Pierson frowned. Everything depended on her ability to maintain sole control
over this investigation. Having someone like Smith running around pushing
theories that contradicted her official line was unacceptable—and dangerous, to
her, to Hal Burke, and to the whole TOCSIN operation.
Nor did Pierson believe for a minute that Smith was working solely as a
scientific observer and liaison officer for either USAMRIID or the Joint
Chiefs. He had too many unusual skills, too wide a range of experiences. There
were also some very odd gaps in the FBI file she had examined. So who were
Smith's real bosses? The Defense Intelligence Agency? Army Intelligence? Or one of the
half-dozen other government cloak-and-dagger outfits?
She picked up her secure phone and dialed a seven-digit cell number.
“Burke here.”
“This is Kit Pierson,” she said. “We have a problem. I want
you to run a detailed background check on a Lieutenant Colonel Jonathan Smith,
U.S. Army.”
“That name rings an unpleasant bell,” her CIA counterpart said
sourly.
“It should,” she told him. “He's the so-called doctor who
managed to kill half your handpicked assault team.”

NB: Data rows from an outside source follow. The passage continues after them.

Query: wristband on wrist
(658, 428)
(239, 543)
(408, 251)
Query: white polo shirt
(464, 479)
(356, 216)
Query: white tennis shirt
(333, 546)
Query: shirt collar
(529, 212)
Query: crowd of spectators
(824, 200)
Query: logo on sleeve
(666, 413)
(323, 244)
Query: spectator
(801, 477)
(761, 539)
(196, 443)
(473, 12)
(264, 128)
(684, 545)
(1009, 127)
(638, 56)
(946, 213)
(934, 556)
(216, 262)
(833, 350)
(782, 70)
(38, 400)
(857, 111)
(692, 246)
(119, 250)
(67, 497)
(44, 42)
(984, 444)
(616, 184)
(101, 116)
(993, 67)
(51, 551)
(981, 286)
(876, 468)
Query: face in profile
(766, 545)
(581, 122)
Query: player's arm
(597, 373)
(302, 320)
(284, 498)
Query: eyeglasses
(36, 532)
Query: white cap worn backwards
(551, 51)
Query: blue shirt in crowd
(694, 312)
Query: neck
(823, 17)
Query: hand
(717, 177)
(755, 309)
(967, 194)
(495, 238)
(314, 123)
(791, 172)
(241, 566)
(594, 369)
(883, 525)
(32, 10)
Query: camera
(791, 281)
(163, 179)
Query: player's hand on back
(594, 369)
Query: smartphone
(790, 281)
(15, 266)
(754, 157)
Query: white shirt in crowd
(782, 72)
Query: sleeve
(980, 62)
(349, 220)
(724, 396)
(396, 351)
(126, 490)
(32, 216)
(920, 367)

Hidden Nanotechnology Production Facility, Inside the Center
Nothing from the outside world was allowed to easily penetrate the secure
areas of the Center. While they were working inside, no one could smell the
salt tang of the nearby ocean or hear the noise of jets revving up as they
prepared for takeoff. Everything was pristine, silent, and utterly sterile.
Even in the outer areas of the huge concealed lab complex, technicians and
scientists moved with careful precision—wearing surgical scrubs under sterile
coveralls, masks covering the entire nose, mouth, and chin, safety glasses, and
polyester head covers that resembled the chain-mail hoods of Frankish knights.

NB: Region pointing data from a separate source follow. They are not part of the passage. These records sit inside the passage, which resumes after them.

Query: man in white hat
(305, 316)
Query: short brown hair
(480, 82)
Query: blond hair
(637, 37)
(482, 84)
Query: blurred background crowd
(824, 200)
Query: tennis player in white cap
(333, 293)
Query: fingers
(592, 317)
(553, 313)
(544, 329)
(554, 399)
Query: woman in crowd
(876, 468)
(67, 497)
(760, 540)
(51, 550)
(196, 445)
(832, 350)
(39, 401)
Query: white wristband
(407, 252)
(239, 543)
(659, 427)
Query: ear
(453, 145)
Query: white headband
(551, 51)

They spoke in hushed tones. All written work was handled electronically. No
paper notes or reference books were allowed inside any of the clean areas. The
risk of airborne particulate contamination was deemed too high.
Each move closer to the Class-10 environment in the production core itself
involved ever-stricter gowning and sterilization procedures. Air locks and
elaborate filtration systems connected each chamber. Checklists
were posted at each outer air lock door, along with
armed guards ordered to make sure that each step was followed and in the proper
order. No one wanted to risk contaminating the nanophage production tanks. The
developing phages were too delicate, too vulnerable to the slightest change in
their rigidly controlled environment. Nor was anyone in the secret lab complex
willing to risk unprotected exposure to the nanophages in their finished form.